2016-06-30
True healing has more to do with listening and unconditional love than fixing people.
-Gerald Jampolsky & Diane V. Cirincione

From "Love, Medicine and Miracles," by Bernie Siegel:

Exceptional patients have the ability to throw statistics aside-to say, "I can be a survivor"-even when the doctor isn't wise enough to do so. Just think of the courage it took for someone to conquer a certain type of cancer that no one else had ever conquered before...

The belief systems of physicians and patients interact, but patients' bodies respond directly to their own beliefs, not their doctors'. Physicians tend to be more logical, statistical and rigid, and less inclined to have hope, than their patients. When physicians run out of remedies, they're likely to give up. They must realize, however, that lack of faith in the patient's ability to heal can severely limit that ability. We should never say, "There's nothing more I can do for you." There's always something more we can do, even if it's only to sit down, talk, and help the patient hope and pray.

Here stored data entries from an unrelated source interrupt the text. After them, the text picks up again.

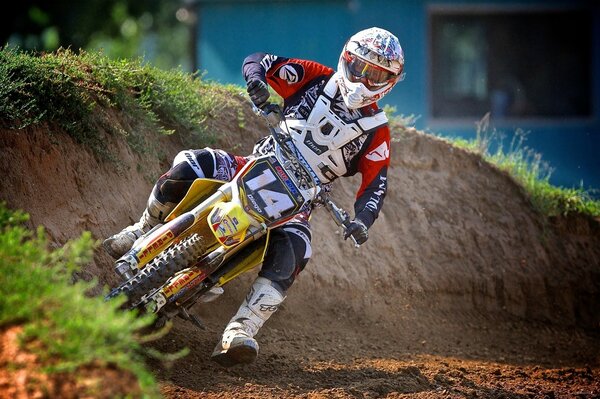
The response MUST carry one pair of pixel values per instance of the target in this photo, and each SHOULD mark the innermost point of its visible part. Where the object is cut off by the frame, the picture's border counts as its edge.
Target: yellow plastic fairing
(229, 222)
(199, 190)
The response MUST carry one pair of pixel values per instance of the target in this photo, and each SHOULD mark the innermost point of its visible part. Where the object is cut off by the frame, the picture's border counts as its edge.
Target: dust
(462, 290)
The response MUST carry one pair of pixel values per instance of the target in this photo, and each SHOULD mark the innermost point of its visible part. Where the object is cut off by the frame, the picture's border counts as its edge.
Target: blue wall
(230, 30)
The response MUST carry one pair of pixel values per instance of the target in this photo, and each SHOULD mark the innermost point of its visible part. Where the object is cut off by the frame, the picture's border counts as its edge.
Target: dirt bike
(221, 230)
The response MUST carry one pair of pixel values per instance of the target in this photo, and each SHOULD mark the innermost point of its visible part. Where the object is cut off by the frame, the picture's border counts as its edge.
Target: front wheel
(160, 269)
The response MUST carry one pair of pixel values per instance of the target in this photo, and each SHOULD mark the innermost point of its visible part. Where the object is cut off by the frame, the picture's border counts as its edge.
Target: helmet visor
(372, 76)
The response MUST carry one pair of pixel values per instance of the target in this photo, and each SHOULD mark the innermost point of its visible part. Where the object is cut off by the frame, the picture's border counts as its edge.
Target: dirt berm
(461, 290)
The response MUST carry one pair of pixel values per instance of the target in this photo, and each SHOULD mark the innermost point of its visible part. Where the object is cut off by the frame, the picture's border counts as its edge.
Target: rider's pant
(290, 247)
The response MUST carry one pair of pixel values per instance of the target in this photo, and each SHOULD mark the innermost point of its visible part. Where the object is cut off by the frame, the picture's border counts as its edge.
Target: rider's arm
(285, 75)
(373, 166)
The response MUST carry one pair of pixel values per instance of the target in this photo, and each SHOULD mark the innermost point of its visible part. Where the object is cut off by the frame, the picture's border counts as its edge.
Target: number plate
(270, 194)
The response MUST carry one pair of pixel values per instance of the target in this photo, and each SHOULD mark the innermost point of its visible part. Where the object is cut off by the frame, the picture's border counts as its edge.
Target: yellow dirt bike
(220, 229)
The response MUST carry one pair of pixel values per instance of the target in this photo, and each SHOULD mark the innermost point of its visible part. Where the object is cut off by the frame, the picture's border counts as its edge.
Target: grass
(70, 329)
(77, 91)
(528, 169)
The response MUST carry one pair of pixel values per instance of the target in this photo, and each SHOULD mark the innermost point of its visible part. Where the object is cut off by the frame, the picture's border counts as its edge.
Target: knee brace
(288, 254)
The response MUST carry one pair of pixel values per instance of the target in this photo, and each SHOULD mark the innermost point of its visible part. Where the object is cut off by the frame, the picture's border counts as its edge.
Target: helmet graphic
(371, 63)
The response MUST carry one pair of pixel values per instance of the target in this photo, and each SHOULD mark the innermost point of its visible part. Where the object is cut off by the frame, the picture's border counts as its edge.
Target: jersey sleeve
(373, 167)
(285, 75)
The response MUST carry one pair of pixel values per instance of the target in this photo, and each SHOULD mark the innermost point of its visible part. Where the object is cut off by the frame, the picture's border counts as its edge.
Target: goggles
(372, 76)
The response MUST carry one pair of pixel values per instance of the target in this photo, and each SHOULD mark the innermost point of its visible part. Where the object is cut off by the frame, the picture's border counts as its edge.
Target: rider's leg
(170, 189)
(287, 255)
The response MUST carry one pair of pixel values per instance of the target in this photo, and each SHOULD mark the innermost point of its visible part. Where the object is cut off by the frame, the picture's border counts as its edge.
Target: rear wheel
(156, 273)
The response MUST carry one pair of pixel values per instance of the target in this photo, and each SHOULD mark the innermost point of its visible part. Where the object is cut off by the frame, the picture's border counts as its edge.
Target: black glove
(358, 230)
(258, 91)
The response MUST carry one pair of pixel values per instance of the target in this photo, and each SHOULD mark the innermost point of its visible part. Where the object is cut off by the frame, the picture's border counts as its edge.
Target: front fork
(146, 249)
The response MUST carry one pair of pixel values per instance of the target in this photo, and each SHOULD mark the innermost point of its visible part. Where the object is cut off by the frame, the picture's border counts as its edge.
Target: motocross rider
(335, 122)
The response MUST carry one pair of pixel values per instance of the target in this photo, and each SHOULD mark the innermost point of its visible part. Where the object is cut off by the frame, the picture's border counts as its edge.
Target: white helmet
(371, 63)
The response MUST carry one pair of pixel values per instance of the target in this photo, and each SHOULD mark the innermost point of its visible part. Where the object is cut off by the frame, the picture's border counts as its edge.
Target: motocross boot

The usual attitude of doctors is summed up perfectly in the experience of Stephanie... After the diagnosis of cancer, her doctor outlined the rest of her life, as predicted by statistics, right into an early grave. She asked what she could do, and he told her, "All you've got is a hope and a prayer." She said, "How do I hope and pray?" He replied, "I don't know. It's not my line." Her experience had taught her how to hope and pray, and Stephanie has altered the course of her disease, exceeding expectations, and her doctor is now making notes about her success. Later she wrote that this doctor, in mentioning hope and prayer, " was actually prescribing the one medication that was going to cure me, and he never even knew it.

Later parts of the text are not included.